In all phasor plots, we represented the extreme states measured in lysate as blue cloud (0 nM free calcium) and as red cloud (39 µM free calcium). In all three experimental setups (extracellular, cell culture and in vivo) the orientation of the calibration segment connecting the blue cloud of “no calcium” (TN-XXL) and red cloud of “full calcium saturation” (Ca²⁺TN-XXL) in the phasor plot remains the same. Under in vivo conditions we could not induce a complete shift of the phasor cloud, i.e. in all B lymphocytes of the popliteal lymph node, towards intracellular calcium saturation, due to animal welfare reasons. However, we repeatedly detected that parts of the phasor clouds in lymph nodes reach out to the position of calcium-saturated TN-XXL (red cloud), indicating that both orientation and length of the calibration segment determined in lysates remains valid under in vivo conditions.

– By showing the phasor plots of CFP fluorescence in B lymphocytes (Figure 4f), in different depth layers of a lymph node, encompassing B cell follicles and medullary cords (representative data of n = 3 mice), we could confirm that the data comply with the requirements imposed by the calibration, independent of tissue depth.

– We further acquired phasor plots of endogenous signal in lymph nodes of non-fluorescent C57Bl/6J mice (Figure 4g), to assess the impact of this signal on our cytosolic calcium results. Generally, the endogenous signal after excitation at 850 nm in B cell follicles and medullary cords areas was low. Its phasor cloud was located around the origin (0;0) of the phasor plot, indicating that mainly electronic noise of the device is responsible for this signal rather than optical signal originating from the sample, e.g. autofluorescence. Hence, if the excitation power is not sufficient to induce an appropriate fluorescence signal of CFP in B lymphocytes expressing TN-XXL, the phasor cloud of CFP fluorescence will be a linear combination of three reference positions: the two extreme positions of CFP fluorescence (from TN-XXL) and the origin of the phasor plot. This would result into a shift of the phasor cloud away from the calibration segment towards the origin (0;0). As shown in Figure 4c, 4e and in Figure 4 —figure supplement 1, this is not the case in our experiments.

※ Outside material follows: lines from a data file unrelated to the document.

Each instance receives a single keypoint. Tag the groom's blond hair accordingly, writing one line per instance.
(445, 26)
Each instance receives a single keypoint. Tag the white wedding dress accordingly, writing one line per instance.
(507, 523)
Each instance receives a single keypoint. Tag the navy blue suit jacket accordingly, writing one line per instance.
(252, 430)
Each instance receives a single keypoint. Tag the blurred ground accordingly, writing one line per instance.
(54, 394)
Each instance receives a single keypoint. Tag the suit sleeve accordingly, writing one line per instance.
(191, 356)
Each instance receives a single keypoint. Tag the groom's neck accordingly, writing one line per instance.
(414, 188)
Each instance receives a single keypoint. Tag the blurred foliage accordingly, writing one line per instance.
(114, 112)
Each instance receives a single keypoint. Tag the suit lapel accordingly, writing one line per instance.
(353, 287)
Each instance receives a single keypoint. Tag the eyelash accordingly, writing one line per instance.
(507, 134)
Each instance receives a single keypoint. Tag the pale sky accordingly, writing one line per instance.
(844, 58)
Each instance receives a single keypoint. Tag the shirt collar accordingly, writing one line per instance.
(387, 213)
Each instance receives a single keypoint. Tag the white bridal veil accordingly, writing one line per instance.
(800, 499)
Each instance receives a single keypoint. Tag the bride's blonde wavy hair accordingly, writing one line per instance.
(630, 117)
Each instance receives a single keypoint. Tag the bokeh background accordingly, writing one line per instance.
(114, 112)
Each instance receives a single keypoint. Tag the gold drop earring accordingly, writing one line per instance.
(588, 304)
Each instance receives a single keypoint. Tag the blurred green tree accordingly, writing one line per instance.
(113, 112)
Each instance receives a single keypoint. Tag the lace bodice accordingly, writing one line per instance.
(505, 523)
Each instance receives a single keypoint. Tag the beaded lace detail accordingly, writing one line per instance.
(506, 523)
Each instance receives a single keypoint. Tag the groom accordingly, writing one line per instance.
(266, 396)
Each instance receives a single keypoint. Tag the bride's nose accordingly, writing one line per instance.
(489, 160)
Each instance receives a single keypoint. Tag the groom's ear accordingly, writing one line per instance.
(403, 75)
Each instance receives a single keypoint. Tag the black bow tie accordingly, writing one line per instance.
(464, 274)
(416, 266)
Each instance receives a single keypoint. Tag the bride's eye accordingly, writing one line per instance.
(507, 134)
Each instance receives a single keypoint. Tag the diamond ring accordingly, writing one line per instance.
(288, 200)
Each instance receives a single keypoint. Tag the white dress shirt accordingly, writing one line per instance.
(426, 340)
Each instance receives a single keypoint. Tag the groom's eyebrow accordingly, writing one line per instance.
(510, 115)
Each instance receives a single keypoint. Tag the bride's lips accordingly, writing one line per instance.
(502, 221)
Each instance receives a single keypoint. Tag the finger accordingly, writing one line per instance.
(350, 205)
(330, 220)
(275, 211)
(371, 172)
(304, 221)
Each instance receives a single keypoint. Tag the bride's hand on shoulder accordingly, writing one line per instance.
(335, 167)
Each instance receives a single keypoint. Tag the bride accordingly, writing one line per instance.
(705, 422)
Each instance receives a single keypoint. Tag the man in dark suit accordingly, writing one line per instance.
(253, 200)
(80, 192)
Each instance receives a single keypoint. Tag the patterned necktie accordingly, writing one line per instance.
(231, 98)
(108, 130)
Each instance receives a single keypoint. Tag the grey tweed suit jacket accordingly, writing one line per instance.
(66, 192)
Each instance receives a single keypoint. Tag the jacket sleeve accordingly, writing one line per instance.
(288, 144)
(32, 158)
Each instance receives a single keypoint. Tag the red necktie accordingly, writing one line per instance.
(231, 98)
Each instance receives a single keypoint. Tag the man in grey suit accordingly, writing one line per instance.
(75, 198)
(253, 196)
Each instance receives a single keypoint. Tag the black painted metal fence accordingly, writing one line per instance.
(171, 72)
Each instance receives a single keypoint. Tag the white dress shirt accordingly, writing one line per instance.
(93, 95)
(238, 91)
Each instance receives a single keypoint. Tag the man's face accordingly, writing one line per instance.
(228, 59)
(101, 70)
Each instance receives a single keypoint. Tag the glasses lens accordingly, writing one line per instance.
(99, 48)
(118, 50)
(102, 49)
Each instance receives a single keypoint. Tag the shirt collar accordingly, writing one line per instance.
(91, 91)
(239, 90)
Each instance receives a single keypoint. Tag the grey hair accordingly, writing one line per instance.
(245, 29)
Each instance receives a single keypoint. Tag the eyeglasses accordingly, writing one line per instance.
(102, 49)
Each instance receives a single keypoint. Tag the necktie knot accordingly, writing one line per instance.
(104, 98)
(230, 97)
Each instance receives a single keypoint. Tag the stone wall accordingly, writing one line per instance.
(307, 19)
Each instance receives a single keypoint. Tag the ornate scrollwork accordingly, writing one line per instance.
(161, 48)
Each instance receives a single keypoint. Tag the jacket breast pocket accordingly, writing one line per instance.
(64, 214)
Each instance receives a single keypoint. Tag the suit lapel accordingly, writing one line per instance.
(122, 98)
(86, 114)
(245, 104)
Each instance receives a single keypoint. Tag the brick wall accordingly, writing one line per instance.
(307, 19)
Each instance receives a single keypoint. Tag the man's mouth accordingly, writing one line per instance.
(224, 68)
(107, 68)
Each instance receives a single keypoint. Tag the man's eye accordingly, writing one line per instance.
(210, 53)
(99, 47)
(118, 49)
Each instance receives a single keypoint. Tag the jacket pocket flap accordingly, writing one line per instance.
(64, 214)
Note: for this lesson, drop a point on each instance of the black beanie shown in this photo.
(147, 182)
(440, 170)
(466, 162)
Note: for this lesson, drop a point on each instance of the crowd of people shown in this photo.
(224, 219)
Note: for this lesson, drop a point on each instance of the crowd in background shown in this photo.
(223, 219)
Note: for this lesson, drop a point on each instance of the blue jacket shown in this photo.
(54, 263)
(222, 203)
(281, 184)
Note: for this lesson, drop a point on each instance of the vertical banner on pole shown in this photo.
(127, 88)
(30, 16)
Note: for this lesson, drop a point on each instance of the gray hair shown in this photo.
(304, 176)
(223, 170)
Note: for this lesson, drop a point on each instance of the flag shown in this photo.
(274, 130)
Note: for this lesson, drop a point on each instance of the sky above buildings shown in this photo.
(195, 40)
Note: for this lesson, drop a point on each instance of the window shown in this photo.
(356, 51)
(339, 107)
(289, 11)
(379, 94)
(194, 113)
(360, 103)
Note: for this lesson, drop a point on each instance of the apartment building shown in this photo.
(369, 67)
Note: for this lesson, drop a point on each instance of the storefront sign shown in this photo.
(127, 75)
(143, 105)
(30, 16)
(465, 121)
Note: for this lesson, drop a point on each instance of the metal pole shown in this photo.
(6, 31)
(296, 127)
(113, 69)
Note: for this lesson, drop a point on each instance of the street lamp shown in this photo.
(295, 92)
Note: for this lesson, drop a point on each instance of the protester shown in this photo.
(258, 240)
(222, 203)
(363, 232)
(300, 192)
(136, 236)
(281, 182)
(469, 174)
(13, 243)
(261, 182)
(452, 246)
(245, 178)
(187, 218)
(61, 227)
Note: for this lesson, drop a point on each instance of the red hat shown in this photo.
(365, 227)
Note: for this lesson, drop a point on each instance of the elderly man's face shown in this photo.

Concluding, both Equation (5) for the phase vector in each pixel and Equation (11) for calculating free calcium concentrations, i.e. the key equations of the phasor-based formalism, are valid for extracellular (lysates) as well as cellular measurements, in vitro and in vivo, in our case.

Additionally, we now stated in the manuscript the dynamic range of the biosensor, giving the absolute Calcium concentrations that we could measure based on our FRET-FLIM data, i.e. in the range between 100 nM and 4 µM free calcium.

We further compared both formalisms (time-domain and phase-domain) in order to test whether they are equivalent. The discrepancies between the calcium level values calculated with these two formalisms (Equation 4 vs. Equation 11) were lower than 5 % in all cases, presumably due to numerical uncertainty caused by logarithmic calculation in Equation (4).